Rome risque par ailleurs une nouvelle flambée du « spread », l’écart très surveillé entre les taux d’emprunt italien et allemand, qui avait dépassé 300 points en mai en raison d’inquiétudes sur la politique à venir.

Vers 08H45 (06H45 GMT) vendredi, le taux d’emprunt italien à dix ans a progressé à 3,084% contre 2,888% jeudi à la fin de la séance sur le marché secondaire, portant le « spread » à 260 points.

Or, plus les taux grimpent, plus le coût de remboursement augmente pour l’Etat, ce qui réduit ses marges de manœuvre financières.

M. Allen estime que le taux à dix ans pourrait atteindre 3,5% d’ici la fin de l’année, engendrant « des préoccupations sur la soutenabilité de la dette ».
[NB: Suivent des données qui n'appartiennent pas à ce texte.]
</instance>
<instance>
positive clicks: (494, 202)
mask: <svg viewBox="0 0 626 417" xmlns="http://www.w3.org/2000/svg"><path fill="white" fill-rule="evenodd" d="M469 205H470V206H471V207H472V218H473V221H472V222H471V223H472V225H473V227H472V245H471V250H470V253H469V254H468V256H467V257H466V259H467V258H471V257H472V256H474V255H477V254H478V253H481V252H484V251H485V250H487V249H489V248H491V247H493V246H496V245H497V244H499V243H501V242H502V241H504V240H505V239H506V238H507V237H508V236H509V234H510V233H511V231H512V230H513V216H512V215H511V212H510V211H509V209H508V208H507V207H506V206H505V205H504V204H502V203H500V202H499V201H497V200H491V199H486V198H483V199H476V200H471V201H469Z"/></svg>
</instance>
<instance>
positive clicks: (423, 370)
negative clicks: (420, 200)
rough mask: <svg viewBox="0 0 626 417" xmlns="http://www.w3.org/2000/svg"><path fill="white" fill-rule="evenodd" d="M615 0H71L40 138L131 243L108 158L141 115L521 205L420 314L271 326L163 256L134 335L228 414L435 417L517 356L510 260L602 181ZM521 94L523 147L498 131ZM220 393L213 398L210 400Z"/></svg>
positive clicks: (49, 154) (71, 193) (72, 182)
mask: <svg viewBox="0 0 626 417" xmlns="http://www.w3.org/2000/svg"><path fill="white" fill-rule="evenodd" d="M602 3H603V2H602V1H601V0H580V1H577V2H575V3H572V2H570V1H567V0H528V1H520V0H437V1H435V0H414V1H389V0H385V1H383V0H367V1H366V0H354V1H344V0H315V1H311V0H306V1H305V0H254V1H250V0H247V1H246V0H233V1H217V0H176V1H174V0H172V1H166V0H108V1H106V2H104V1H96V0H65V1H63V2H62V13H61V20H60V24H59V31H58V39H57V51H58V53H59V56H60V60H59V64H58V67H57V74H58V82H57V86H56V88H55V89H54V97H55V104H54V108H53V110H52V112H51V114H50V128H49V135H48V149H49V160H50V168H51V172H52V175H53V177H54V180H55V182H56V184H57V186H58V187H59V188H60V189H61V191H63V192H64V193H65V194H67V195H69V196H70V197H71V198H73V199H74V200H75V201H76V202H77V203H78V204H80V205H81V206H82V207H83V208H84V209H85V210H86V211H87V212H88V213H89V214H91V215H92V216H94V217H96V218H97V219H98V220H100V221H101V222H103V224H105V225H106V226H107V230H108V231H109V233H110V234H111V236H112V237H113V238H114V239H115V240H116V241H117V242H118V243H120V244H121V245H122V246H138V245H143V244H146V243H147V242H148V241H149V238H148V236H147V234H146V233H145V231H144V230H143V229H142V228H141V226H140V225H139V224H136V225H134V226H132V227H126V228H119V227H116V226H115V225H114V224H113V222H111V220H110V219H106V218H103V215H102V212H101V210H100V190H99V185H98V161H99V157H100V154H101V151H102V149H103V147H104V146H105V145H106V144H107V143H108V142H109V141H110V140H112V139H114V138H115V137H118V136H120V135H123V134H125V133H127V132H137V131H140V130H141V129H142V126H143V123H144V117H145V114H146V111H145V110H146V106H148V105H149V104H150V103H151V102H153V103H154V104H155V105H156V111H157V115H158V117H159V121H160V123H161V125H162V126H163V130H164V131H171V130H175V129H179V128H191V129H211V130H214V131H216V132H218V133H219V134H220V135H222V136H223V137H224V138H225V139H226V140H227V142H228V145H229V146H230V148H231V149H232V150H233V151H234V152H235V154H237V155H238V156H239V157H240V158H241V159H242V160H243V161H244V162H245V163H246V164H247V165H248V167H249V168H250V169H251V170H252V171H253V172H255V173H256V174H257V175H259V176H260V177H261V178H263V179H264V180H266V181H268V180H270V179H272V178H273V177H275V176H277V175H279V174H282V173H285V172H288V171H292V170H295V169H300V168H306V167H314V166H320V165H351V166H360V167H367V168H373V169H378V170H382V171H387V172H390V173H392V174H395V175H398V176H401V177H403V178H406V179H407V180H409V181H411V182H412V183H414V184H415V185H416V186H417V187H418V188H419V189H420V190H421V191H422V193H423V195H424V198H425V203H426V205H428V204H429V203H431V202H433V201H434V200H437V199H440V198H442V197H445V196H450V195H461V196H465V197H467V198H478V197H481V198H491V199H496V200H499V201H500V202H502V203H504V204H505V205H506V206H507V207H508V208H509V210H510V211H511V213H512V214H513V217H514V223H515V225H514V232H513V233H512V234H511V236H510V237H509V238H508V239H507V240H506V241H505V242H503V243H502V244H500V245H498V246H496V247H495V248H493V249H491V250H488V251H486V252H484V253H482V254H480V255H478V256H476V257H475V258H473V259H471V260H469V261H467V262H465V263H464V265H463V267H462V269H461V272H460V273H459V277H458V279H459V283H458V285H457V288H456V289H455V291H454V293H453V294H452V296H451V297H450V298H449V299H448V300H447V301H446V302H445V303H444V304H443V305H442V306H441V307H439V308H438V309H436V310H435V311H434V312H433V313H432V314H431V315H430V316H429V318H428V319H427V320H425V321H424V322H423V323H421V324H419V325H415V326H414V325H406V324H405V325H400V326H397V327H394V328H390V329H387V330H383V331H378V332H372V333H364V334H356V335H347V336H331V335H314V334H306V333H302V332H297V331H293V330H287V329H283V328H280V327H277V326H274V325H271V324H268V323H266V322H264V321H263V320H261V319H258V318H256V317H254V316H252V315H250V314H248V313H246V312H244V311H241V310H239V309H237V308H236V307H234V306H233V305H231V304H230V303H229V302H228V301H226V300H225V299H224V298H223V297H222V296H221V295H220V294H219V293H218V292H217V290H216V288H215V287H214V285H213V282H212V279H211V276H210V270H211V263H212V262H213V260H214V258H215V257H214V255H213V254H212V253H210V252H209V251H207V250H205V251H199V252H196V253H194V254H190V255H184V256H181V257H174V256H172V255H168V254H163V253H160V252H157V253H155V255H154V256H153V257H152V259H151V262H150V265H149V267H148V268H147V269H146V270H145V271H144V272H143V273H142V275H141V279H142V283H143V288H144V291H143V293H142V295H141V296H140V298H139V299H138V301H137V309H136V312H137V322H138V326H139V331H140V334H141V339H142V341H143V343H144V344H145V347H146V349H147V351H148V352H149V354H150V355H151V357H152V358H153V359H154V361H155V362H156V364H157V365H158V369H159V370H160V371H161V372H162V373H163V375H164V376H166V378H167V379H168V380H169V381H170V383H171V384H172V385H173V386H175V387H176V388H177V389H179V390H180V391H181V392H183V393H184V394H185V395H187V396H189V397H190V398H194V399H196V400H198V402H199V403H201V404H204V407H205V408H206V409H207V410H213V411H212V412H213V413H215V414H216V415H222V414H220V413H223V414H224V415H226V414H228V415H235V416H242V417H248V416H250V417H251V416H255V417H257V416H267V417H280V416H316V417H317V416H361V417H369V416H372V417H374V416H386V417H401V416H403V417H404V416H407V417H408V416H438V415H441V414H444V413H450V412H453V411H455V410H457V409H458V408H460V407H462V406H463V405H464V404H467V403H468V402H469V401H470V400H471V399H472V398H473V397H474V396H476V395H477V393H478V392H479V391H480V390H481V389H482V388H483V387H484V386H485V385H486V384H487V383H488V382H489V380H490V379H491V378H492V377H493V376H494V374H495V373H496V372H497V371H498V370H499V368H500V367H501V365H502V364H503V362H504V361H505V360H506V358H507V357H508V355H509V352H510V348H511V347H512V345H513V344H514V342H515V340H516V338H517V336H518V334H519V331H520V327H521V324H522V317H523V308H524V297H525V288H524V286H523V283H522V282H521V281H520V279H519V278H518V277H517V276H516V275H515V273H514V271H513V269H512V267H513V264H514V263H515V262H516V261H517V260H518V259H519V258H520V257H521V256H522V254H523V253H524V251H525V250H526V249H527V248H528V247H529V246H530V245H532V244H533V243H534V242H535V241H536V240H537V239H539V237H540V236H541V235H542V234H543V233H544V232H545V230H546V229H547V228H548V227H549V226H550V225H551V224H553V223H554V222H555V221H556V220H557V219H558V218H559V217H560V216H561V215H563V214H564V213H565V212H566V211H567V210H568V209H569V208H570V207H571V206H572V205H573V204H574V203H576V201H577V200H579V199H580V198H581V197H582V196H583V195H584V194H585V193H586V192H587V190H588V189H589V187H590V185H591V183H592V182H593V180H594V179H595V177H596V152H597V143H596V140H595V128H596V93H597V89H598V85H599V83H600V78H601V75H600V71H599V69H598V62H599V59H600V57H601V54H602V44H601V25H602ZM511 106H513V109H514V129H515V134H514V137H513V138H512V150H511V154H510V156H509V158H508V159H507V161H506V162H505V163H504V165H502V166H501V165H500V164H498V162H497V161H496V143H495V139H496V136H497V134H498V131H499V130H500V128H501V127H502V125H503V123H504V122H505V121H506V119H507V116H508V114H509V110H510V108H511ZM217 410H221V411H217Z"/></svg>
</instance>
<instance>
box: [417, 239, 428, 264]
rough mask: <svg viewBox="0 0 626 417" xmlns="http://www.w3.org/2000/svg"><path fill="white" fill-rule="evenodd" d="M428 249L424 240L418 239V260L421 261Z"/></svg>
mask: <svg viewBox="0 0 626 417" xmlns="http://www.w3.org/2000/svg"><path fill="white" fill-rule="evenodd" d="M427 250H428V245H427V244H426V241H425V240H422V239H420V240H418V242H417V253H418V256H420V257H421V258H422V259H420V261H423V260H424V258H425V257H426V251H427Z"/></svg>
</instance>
Interrogé sur d’éventuelles réactions négatives sur les marchés, M. Di Maio, qui est aussi ministre du Développement économique, a assuré que le chiffre de 2,4% était public « depuis plusieurs jours ».
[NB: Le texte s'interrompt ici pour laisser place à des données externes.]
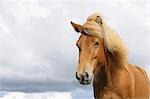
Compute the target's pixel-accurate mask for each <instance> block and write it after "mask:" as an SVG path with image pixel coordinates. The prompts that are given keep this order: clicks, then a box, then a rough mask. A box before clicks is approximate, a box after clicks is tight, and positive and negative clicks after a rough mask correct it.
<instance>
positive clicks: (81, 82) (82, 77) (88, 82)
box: [76, 72, 91, 85]
mask: <svg viewBox="0 0 150 99" xmlns="http://www.w3.org/2000/svg"><path fill="white" fill-rule="evenodd" d="M76 78H77V80H78V81H79V82H80V84H83V85H88V84H90V82H91V77H90V76H89V74H88V73H87V72H85V73H83V74H78V72H76Z"/></svg>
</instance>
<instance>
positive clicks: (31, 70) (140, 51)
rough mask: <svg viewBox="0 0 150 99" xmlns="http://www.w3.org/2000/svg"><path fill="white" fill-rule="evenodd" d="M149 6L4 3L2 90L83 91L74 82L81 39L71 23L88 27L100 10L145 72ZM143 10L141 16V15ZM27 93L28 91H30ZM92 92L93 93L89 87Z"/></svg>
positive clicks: (136, 2)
« Nous expliquerons aux marchés qu’il y aura tellement d’investissements en plus et que nous pourrons ainsi faire croître l’économie comme nous le voulons », a-t-il dit.

Avec des sondages en baisse, c’était le M5S qui avait le plus à perdre en cas de renoncement.

La Ligue, portée par les discours anti-immigration et sécuritaires de M. Salvini, ne cesse, elle, de grimper. C’est désormais le premier parti du pays avec quelque 32% des intentions de vote contre 17% en mars.